Most optically pumped magnetometers based on alkali atom vapor cells and pumped by a single narrow-band laser suffer from a loss of signal since atoms become trapped in the ground hyperfine states that are not coupled to the laser beam. This can be counteracted by additional optical repumping of these ground-state levels. We study hyperfine repumping using cesium vapor cells with partly overlapped ground-state splitting due to their nitrogen buffer-gas filling. We implement two methods of repumping and compare them to the conventional case of F=4 pumping: F=3 repumping with an additional repumper laser and combined pumping/repumping in the light-narrowing mode, where a single high-power laser is tuned near the F=3 transitions. All these modes are investigated for two different methods of spin-phase synchronization: the Mx and intensity modulation methods. For both methods, any kind of repumping results in a clear improvement of the magnetometer sensitivity compared to no repumping, but in the Mx mode it is more pronounced (about 50 versus 200  fT/√Hz for a 50  mm3 Cs vapor cell). The mechanisms responsible for the distinct results in the different working modes are discussed.

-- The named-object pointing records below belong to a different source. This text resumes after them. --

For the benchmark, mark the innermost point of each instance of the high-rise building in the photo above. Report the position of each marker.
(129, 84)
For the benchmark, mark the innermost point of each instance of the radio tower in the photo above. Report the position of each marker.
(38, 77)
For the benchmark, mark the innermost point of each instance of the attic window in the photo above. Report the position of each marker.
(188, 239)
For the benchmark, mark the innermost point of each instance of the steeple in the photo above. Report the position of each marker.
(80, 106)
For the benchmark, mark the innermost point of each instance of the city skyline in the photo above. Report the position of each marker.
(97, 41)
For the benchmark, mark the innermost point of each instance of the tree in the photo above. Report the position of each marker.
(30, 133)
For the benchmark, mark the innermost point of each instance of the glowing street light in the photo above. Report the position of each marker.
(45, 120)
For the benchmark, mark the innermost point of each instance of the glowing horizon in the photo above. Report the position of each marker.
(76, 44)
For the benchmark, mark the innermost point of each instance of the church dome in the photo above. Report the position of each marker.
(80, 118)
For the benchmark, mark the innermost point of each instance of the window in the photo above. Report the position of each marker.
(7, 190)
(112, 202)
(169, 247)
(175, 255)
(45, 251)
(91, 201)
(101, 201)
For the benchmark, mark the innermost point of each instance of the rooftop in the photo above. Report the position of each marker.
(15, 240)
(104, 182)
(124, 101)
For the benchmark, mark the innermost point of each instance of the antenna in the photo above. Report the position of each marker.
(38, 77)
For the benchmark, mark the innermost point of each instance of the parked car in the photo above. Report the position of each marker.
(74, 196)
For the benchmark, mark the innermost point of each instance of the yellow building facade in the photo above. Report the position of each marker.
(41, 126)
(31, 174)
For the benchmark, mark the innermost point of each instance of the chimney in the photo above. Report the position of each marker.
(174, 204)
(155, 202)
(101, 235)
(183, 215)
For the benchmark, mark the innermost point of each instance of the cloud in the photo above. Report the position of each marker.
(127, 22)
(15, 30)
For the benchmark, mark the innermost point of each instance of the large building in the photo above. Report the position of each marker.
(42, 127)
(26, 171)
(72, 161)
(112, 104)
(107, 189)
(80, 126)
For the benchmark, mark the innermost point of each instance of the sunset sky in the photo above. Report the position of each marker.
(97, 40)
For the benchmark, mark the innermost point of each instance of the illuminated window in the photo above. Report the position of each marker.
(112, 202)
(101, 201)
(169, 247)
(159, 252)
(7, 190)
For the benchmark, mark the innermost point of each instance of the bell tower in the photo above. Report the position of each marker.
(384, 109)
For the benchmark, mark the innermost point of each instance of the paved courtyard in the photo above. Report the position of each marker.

Characterization of the global network of optical magnetometers to search for exotic physics (GNOME)

The Global Network of Optical Magnetometers to search for Exotic physics (GNOME) is a network of geographically separated, time-synchronized, optically pumped atomic magnetometers that is being used to search for correlated transient signals heralding exotic physics. The GNOME is sensitive to nuclear- and electron-spin couplings to exotic fields from astrophysical sources such as compact dark-matter objects (for example, axion stars and domain walls). Properties of the GNOME sensors such as sensitivity, bandwidth, and noise characteristics are studied in the present work, and features of the networks operation (e.g., data acquisition, format, storage, and diagnostics) are described. Characterization of the GNOME is a key prerequisite to searches for and identification of exotic physics signatures.